Publications


Création du territoire et gouvernance multiscalaire des espaces ruraux dans l’Ouest américain : l’exemple de l’Arizona

François-Michel Le Tourneau, GeoJournal Août 2018 Vol. 82 n° 4 p. 803–817

La structure foncière des États de l’Ouest américain, en particulier les plus récents, est fortement marquée par les processus pionniers qui ont pris place après l’annexion du Nord du Mexique par les États-Unis en 1848. Elle se caractérise notamment par une très forte proportion de terres publiques (fédérales ou fédérées) et par une configuration dans laquelle les héritages du homesteading et des cessions de terres au profit des compagnies de chemin de fer sont encore très visibles. Mais un autre aspect des héritages de cette histoire est la complexité des droits de propriété et d’usage, l’empilement des agences responsables du patrimoine public et la multiplicité des échelles impliquées dans la gestion. L’État d’Arizona est un bon exemple de ces dynamiques. L’article s’attache donc à décrire l’émergence et l’emprise du foncier privé, l’histoire et les catégories de foncier public avant de pointer les difficultés posées par la configuration actuelle et les impasses qu’elle représente pour l’action au niveau local. 

https://link.springer.com/article/10.1007/s10708-017-9802-y


Drôle de guerre en forêt

François-Michel Le Tourneau, CNRS Le Journal 2017/11

Le géographe François-Michel Le Tourneau a mené trois missions dans la forêt guyanaise, au côté des militaires et gendarmes qui combattent l'orpaillage illégal. Mais rien ne semble dissuader les chercheurs d'or brésiliens, ou garimpeiros, d'abandonner leur lucrative activité...

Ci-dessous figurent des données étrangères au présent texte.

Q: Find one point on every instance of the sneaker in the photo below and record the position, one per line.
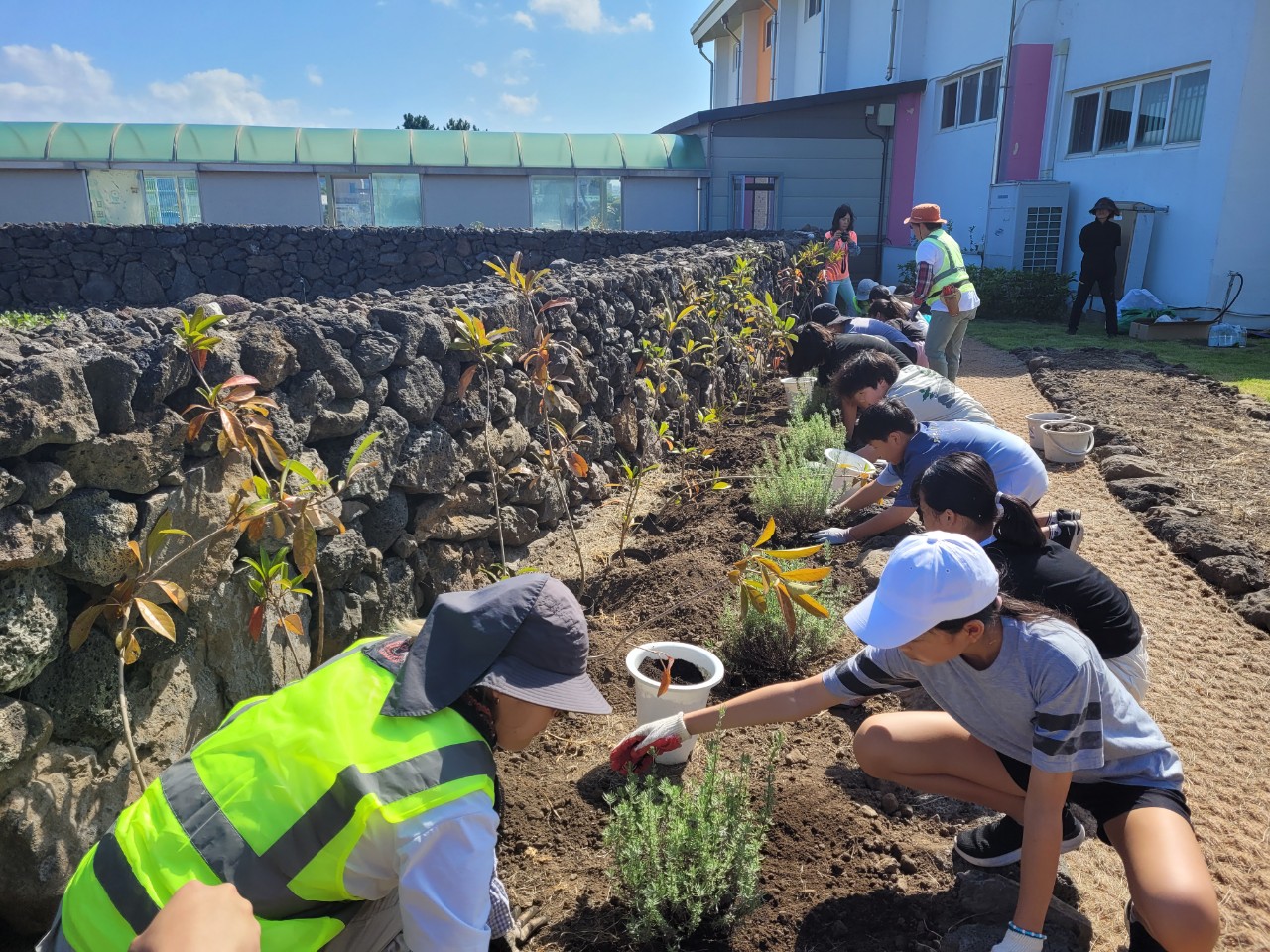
(1070, 535)
(1139, 939)
(1001, 842)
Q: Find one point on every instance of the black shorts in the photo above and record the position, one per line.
(1106, 801)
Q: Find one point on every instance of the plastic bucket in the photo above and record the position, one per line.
(1067, 447)
(797, 389)
(849, 472)
(1035, 420)
(679, 698)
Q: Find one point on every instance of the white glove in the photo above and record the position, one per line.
(1017, 942)
(635, 752)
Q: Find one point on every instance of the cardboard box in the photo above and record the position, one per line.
(1180, 330)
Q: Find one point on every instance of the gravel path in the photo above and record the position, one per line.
(1210, 678)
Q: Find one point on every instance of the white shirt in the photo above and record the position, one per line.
(934, 255)
(933, 397)
(441, 864)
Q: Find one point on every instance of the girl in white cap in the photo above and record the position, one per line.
(1030, 721)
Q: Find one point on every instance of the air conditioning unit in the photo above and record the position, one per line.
(1026, 225)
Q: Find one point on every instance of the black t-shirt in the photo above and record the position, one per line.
(1062, 580)
(846, 345)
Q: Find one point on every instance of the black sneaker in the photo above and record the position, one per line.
(1001, 842)
(1070, 535)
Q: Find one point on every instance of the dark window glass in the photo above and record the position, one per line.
(1116, 118)
(948, 107)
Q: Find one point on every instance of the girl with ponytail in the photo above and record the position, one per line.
(957, 493)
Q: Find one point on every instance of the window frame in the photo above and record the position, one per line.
(956, 84)
(1138, 84)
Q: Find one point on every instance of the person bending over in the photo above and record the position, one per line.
(1030, 720)
(870, 376)
(889, 433)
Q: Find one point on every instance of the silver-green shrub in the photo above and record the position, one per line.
(686, 858)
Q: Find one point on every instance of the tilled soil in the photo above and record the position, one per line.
(852, 865)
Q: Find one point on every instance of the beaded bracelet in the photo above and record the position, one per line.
(1024, 932)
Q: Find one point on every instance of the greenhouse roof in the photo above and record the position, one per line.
(128, 143)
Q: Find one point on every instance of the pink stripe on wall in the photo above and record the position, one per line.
(903, 167)
(1025, 112)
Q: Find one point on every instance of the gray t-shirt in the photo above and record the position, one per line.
(933, 397)
(1048, 701)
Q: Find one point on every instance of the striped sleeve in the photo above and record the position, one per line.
(869, 673)
(1067, 728)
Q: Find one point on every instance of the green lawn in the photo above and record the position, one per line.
(1247, 368)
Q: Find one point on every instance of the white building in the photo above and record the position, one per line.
(1150, 102)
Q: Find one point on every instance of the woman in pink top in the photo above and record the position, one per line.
(837, 275)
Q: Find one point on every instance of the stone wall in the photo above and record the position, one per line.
(93, 451)
(73, 267)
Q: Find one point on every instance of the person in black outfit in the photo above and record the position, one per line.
(957, 493)
(1098, 241)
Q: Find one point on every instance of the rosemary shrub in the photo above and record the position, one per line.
(686, 858)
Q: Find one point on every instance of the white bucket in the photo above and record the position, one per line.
(1067, 447)
(679, 698)
(1035, 420)
(849, 472)
(797, 389)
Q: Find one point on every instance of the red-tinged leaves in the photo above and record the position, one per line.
(84, 625)
(466, 380)
(769, 531)
(175, 592)
(305, 546)
(255, 624)
(666, 676)
(786, 608)
(157, 619)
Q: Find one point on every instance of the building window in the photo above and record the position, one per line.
(969, 98)
(1142, 114)
(574, 203)
(753, 202)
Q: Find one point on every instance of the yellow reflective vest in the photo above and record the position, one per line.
(273, 801)
(952, 270)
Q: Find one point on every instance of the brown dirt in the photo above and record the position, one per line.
(841, 876)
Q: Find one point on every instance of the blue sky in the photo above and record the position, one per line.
(524, 64)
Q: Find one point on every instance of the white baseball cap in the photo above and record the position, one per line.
(930, 578)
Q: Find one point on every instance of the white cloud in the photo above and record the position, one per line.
(521, 105)
(55, 82)
(587, 16)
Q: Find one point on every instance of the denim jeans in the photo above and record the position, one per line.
(944, 340)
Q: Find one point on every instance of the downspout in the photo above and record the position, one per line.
(825, 12)
(1058, 79)
(701, 50)
(771, 66)
(998, 144)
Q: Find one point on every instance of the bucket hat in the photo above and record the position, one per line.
(929, 579)
(925, 214)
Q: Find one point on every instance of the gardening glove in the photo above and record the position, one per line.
(833, 536)
(1017, 942)
(635, 752)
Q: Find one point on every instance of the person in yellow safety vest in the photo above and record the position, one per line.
(357, 807)
(944, 285)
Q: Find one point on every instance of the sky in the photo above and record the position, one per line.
(507, 64)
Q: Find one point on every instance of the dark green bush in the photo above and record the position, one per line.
(1007, 295)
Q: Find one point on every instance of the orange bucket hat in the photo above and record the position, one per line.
(925, 214)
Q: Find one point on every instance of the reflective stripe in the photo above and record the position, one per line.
(121, 885)
(264, 879)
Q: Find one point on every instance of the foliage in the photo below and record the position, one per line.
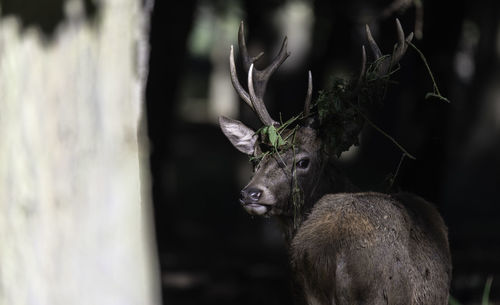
(342, 104)
(485, 300)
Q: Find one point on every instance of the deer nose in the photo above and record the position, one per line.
(251, 194)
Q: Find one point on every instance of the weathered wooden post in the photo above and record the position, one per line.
(75, 210)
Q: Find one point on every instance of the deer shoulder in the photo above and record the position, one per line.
(388, 249)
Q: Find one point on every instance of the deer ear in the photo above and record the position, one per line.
(241, 136)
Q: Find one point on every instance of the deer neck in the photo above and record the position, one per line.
(330, 181)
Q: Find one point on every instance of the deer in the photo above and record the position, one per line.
(345, 246)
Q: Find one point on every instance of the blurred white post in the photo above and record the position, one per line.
(75, 210)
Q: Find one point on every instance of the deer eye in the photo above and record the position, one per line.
(303, 163)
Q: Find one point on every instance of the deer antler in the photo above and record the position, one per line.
(257, 79)
(386, 65)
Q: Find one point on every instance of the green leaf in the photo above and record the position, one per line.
(273, 136)
(438, 96)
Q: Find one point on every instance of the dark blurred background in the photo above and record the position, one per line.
(211, 251)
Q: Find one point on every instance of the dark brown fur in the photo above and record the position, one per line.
(345, 248)
(348, 248)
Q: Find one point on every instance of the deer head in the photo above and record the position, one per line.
(289, 160)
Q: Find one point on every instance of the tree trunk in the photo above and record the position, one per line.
(74, 193)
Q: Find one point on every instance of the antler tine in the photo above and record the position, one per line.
(307, 103)
(373, 45)
(236, 84)
(247, 60)
(363, 65)
(258, 103)
(402, 45)
(257, 79)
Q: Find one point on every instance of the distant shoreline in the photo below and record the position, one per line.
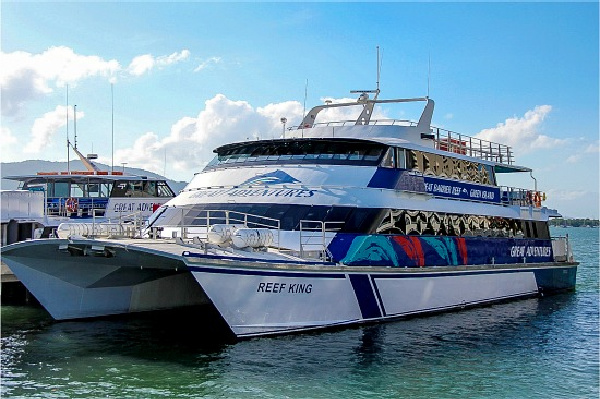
(574, 222)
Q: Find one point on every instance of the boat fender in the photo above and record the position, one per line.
(253, 238)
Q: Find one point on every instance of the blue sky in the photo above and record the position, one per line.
(188, 77)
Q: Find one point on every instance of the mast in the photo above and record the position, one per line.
(68, 143)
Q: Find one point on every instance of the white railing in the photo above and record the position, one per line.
(458, 143)
(521, 196)
(313, 234)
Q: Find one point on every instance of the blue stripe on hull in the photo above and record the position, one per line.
(361, 283)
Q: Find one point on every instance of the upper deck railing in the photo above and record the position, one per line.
(445, 140)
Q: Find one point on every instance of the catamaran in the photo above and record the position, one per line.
(335, 223)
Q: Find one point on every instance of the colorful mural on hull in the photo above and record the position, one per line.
(421, 251)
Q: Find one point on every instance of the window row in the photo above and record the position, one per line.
(447, 224)
(299, 150)
(439, 165)
(380, 221)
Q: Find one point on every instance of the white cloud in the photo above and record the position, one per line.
(191, 141)
(593, 148)
(6, 136)
(25, 76)
(145, 63)
(141, 64)
(522, 134)
(204, 64)
(46, 126)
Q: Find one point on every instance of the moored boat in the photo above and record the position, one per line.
(333, 224)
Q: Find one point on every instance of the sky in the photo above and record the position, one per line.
(160, 85)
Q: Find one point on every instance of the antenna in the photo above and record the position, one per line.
(75, 123)
(378, 69)
(68, 143)
(112, 130)
(428, 74)
(304, 109)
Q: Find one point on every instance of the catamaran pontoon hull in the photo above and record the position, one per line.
(263, 301)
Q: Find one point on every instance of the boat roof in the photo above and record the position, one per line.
(87, 177)
(388, 141)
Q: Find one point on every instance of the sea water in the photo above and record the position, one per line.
(535, 348)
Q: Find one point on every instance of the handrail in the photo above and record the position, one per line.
(447, 140)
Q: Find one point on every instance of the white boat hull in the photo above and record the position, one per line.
(262, 302)
(75, 287)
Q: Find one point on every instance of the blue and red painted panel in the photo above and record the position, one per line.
(421, 251)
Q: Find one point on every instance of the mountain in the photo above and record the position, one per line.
(32, 167)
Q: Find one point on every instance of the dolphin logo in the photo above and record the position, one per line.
(277, 177)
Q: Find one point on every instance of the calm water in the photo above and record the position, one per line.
(535, 348)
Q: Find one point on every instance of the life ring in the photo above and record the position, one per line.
(72, 205)
(529, 197)
(537, 199)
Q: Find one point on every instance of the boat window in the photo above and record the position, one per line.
(301, 151)
(164, 190)
(400, 158)
(388, 158)
(149, 189)
(78, 190)
(61, 189)
(120, 189)
(96, 190)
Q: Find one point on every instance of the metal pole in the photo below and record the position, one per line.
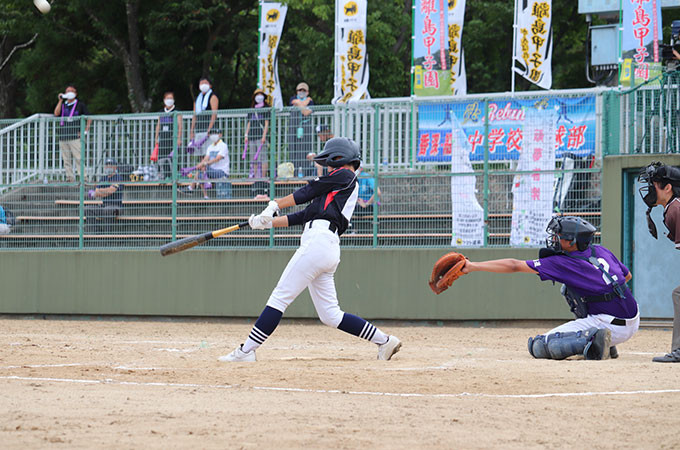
(81, 195)
(376, 165)
(175, 155)
(272, 168)
(514, 48)
(486, 173)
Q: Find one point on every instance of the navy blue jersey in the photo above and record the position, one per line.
(333, 198)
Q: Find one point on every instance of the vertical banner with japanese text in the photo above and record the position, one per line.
(430, 49)
(640, 41)
(467, 215)
(458, 79)
(532, 52)
(532, 193)
(351, 60)
(272, 18)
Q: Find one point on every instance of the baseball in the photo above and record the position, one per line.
(42, 5)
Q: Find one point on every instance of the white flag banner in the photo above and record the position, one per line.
(351, 60)
(456, 54)
(467, 214)
(272, 17)
(532, 54)
(533, 193)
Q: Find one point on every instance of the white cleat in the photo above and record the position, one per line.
(239, 355)
(389, 348)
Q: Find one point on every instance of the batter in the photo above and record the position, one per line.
(333, 198)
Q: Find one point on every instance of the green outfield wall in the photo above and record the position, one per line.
(377, 284)
(383, 284)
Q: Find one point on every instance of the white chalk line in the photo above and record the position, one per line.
(337, 391)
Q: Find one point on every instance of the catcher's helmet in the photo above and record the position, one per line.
(339, 151)
(660, 173)
(571, 228)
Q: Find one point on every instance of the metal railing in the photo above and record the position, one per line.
(406, 148)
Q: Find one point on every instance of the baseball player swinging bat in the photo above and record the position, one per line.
(192, 241)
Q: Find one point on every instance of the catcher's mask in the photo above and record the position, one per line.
(663, 174)
(573, 229)
(338, 152)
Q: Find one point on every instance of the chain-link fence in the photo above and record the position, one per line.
(477, 171)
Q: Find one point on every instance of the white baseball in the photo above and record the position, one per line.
(42, 5)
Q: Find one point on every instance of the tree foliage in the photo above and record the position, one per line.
(124, 54)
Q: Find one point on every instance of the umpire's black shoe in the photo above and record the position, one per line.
(613, 352)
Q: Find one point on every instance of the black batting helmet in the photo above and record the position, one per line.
(338, 152)
(574, 229)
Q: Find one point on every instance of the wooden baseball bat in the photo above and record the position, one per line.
(192, 241)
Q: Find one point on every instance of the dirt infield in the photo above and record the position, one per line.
(158, 384)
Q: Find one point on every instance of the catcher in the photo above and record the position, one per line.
(594, 286)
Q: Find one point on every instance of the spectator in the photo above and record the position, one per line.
(164, 132)
(68, 129)
(205, 114)
(101, 217)
(256, 134)
(300, 131)
(214, 165)
(6, 221)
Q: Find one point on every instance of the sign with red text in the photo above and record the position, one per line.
(532, 192)
(640, 40)
(458, 79)
(575, 127)
(430, 48)
(533, 41)
(351, 60)
(272, 17)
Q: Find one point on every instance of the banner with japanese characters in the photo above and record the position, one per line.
(458, 80)
(641, 36)
(272, 17)
(532, 193)
(533, 41)
(575, 127)
(467, 215)
(431, 68)
(351, 60)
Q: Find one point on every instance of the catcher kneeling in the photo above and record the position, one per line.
(594, 284)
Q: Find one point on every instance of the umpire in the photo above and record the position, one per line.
(662, 188)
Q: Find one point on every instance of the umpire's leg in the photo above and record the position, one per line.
(676, 319)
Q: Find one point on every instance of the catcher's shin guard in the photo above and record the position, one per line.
(591, 343)
(538, 347)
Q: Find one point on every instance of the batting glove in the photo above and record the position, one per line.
(260, 222)
(271, 209)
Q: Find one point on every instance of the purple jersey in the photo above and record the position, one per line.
(585, 279)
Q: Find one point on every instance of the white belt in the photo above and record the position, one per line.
(321, 224)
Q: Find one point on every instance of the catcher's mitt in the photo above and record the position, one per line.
(446, 270)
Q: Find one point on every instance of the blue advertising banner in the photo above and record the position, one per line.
(574, 128)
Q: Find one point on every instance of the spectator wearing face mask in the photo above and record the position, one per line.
(215, 164)
(256, 134)
(205, 114)
(100, 218)
(301, 132)
(69, 108)
(164, 132)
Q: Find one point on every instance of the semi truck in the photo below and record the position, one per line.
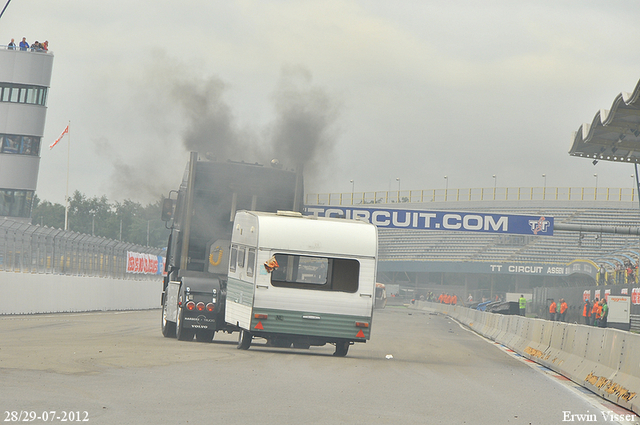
(301, 281)
(200, 217)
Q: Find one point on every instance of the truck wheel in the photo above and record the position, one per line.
(182, 333)
(341, 349)
(168, 328)
(205, 335)
(244, 340)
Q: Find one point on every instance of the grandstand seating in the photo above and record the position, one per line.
(562, 248)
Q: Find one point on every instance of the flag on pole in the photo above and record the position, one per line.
(65, 131)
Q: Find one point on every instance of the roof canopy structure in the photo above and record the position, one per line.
(614, 134)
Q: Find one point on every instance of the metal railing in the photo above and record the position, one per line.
(476, 194)
(31, 248)
(29, 49)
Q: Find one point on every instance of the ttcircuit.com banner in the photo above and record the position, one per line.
(441, 220)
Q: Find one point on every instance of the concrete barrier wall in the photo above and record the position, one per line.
(24, 293)
(605, 361)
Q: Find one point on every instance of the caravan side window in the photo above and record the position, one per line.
(233, 258)
(240, 256)
(251, 261)
(320, 273)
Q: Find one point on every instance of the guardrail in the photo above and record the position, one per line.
(29, 49)
(603, 360)
(31, 248)
(476, 194)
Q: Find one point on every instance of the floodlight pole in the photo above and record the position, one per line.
(637, 183)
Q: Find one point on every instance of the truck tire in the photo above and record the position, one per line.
(168, 328)
(341, 349)
(205, 335)
(244, 340)
(182, 333)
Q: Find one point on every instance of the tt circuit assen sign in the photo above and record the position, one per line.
(441, 220)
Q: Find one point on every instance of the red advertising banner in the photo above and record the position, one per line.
(138, 262)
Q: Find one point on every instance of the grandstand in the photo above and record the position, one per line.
(488, 262)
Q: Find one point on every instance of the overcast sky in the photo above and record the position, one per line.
(379, 90)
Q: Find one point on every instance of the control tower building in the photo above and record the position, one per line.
(25, 76)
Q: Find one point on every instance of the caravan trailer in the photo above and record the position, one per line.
(299, 280)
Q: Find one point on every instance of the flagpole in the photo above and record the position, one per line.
(66, 196)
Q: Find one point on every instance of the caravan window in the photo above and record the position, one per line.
(240, 256)
(321, 273)
(251, 261)
(233, 258)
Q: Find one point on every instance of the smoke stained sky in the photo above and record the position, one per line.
(414, 90)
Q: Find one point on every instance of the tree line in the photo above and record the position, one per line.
(126, 221)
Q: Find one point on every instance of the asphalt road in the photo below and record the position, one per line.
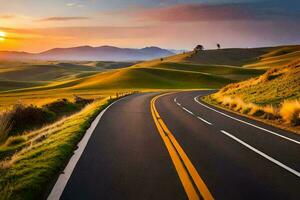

https://lejournal.cnrs.fr/nos-blogs/le-blog-des-sept-bornes/drole-de-guerre-en-foret


Les « communs » à l’épreuve de l’activité minière. Le cas du projet Constancia au Pérou

Claude Le Gouill, Critique internationale 2017/4 N° 77

Le projet minier de Constancia (Pérou) est analysé ici à partir du modèle de gestion des ressources naturelles élaboré par l’économiste Elinor Ostrom dans le but d’étudier la capacité de gestion décentralisée et adaptative de la nature par les communautés locales dans le cadre de la nouvelle rhétorique de l’activité minière durable (sustainable mining) proposée par les entreprises. Il s’agit de déterminer en quoi ce nouveau mode de régulation permet aux communautés locales d’assurer leur auto-organisation, et donc d’évaluer leur force dans les rapports de pouvoir très hiérarchisés qui caractérisent le contexte minier. C'est ainsi leur capacité même à maintenir leur souveraineté sur leurs territoires et à gérer les « communs » (biens collectifs) qui se trouve questionnée. Le cadre juridique péruvien offre en outre un exemple pertinent pour l’analyse des relations de ces communautés avec les entreprises minières, en ce qu’il permet de prendre en compte le rôle de médiation de nouveaux professionnels dans le processus de participation institutionnalisé par l’État.  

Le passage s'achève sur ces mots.